Worth picking up today on a note from SG’s Global quantitative research team from yesterday called “There is nothing to fear but fear itself – Hedging inflation risk with equities”. This is very timely because as readers of this blog will know I think worry about inflation – or at least expectations of its re-emergence – is fast becoming a major topic. The SocGen paper rightly reminds us that worries about inflation are timeless and there is an endless debate about whether investors should worry about core rates shooting above 5%. It is an open-ended debate! That said investors are worrying more than usual about this topic as this useful chart below from SG shows.

The meat of the report though is what investors can practically do to hedge their inflation risk. A few comments are worth noting in more detail. The first is that factors probably won’t be of much use. As the SG report says “when we asked our Machine Learning (ML) system to help us ‘play’ the inflation theme within the equity market, it basically came back with “I don’t know”. Factors such as Value, Quality and Growth are not useful ways to play inflation, either because they aren’t or because we simply haven’t really had any sustained inflation to model”.

What about sectors?

“Primary businesses feature heavily in the inflation winners, with Fertilisers, Oil Production and Copper [are] clear beneficiaries given Food, Metals and Oil prices are key reasons for rising headline inflation [emphasis added] This makes sense, as ramping up oil, food and mining production is slower than ramping up production in a factory, especially if there is plenty of spare capacity. Farming is highly seasonal and lost crops are not easily replaced. On the losing side, Airlines are obvious losers from higher oil prices, but the rest is less obvious. Farming & Fishing for example might be a winner from higher food prices, but if their clients (supermarkets) refuse to accept cost push inflation, then margins would come under pressure.”

The chart below maps out those betas to inflation. Note commercial mortgage REITs as well and Home Construction (builders) on the downside.

And stocks?

“We end up with a concentrated basket of nine Mining and seven largely Fertiliser manufacturers, which we have screened to ensure the components have enough liquidity and therefore the basket is tradeable. “

One useful side note – adding (20% portfolio allocation) gold to the inflation basket helps reduce volatility.

New UK focused fund

Nice to see the IPO pipeline is restarting again. One in particular looks interesting in my view – it’s called the Tellworth British Recovery & Growth Trust (BRIT). The new fund “believes that many companies listed on the UK stock market are currently undervalued.”. You can see an early research note on the proposed IPO HERE.
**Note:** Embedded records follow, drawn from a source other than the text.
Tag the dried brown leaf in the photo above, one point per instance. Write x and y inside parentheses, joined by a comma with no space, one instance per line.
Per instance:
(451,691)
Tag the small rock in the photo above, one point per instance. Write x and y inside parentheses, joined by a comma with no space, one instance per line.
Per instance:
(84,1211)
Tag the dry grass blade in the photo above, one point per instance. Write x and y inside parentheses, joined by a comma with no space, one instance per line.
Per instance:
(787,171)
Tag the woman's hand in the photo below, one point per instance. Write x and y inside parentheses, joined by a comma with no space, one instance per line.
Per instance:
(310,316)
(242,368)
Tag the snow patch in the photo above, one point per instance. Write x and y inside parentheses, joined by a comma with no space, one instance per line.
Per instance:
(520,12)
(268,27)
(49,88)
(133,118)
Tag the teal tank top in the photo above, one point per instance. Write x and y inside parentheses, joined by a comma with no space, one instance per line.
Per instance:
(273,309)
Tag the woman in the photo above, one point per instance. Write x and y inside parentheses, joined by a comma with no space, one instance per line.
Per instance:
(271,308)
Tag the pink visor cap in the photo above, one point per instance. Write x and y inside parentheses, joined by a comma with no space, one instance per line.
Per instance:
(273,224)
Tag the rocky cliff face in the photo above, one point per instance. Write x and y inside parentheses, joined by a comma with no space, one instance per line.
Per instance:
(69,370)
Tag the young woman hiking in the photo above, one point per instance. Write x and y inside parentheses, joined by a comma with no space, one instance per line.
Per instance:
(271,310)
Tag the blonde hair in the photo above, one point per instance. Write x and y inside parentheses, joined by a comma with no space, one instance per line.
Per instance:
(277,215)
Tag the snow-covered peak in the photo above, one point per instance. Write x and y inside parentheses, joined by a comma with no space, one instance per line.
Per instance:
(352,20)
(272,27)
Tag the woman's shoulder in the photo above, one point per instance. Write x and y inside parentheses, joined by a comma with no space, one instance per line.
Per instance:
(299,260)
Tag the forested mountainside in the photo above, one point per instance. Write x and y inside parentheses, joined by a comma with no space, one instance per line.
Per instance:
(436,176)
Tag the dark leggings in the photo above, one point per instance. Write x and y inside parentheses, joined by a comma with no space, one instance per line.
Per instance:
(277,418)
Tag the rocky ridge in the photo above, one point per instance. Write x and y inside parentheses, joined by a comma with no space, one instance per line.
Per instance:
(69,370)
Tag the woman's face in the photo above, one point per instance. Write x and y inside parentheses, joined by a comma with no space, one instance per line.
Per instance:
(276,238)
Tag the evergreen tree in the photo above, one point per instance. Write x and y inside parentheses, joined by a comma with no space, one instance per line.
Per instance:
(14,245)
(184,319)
Here’s the fund basics: BRIT is a new company that has been established to invest in the United Kingdom. Its portfolio will combine what the investment manager believes to be the best of British global leaders, British recovery stocks and British technology stocks. It will aid those British companies if they need more capital and aims to support many of them as they grow from small beginnings to the world-class companies of tomorrow. The investment team selecting stocks for inclusion in the portfolio is led by Paul Marriage and John Warren, who worked together at Schroders before setting up Tellworth Investments in October 2017. BRIT is seeking to raise £100m in its initial issue, which is open to both professional and private investors (in qualifying locations). There seems to be a hard-minimum fund raise at £75m working alongside Dickson Minto and Numis.

The obvious focus here is on UK focused businesses – the team “will actively seek companies that are UK-based and headquartered and that have significant UK activities in research, development, production or services without which their business could not thrive.” Crucially the team seem to be focused more on what I suppose one could loosely call ‘growth’ / quality stocks, thus differentiating the fund from more value focused peers.

“Over the past 20 years, members of the team have a developed a stock-selection methodology which aims to identify companies which are at an early-stage on their path to becoming world-leading public companies. The team calls this ‘P3M’ investing.

  • Product – companies that offer a differentiated product, possess their own intellectual property and demonstrate strong levels of R&D.
  • Market – companies that demonstrate strong global market positions.
  • Margin – companies that demonstrate an ability to grow their margin over time and generate high returns on capital and cash.
  • Management – companies whose management have a demonstrable shareholder value approach and who own stock in the company.

The team believes that companies that meet these criteria can be classified as existing and future British Global Leaders.”

In terms of screens used for this dynamic stockpicking process, for inclusion in the fund the following criteria are used.

  • British Global Leaders – 20% of the business’s staff must be based in the UK at the time of investment.
  • British Recovery – 50% of the business’s staff must be based in the UK at the time of investment.
  • British Technology – 25% of the business’s staff must be based in the UK at the time of investment.

Overall, I think this sounds a really interesting new fund, especially given my core contention that UK equities are super cheap. It’s a growth/quality multi cap approach and so is quite different from many of the existing UK equity focused investment trusts such as Aurora (where I am a NED), the Fidelity Special Sits fund and Schroder UK Mid Cap. I suppose the main competition will be Baillie Gifford UK Growth. The ex Schroders team are highly rated and the timing for this new fund is excellent though I would note that across the (UK) sector  discounts are still quite high, averaging around 12% the last time I looked.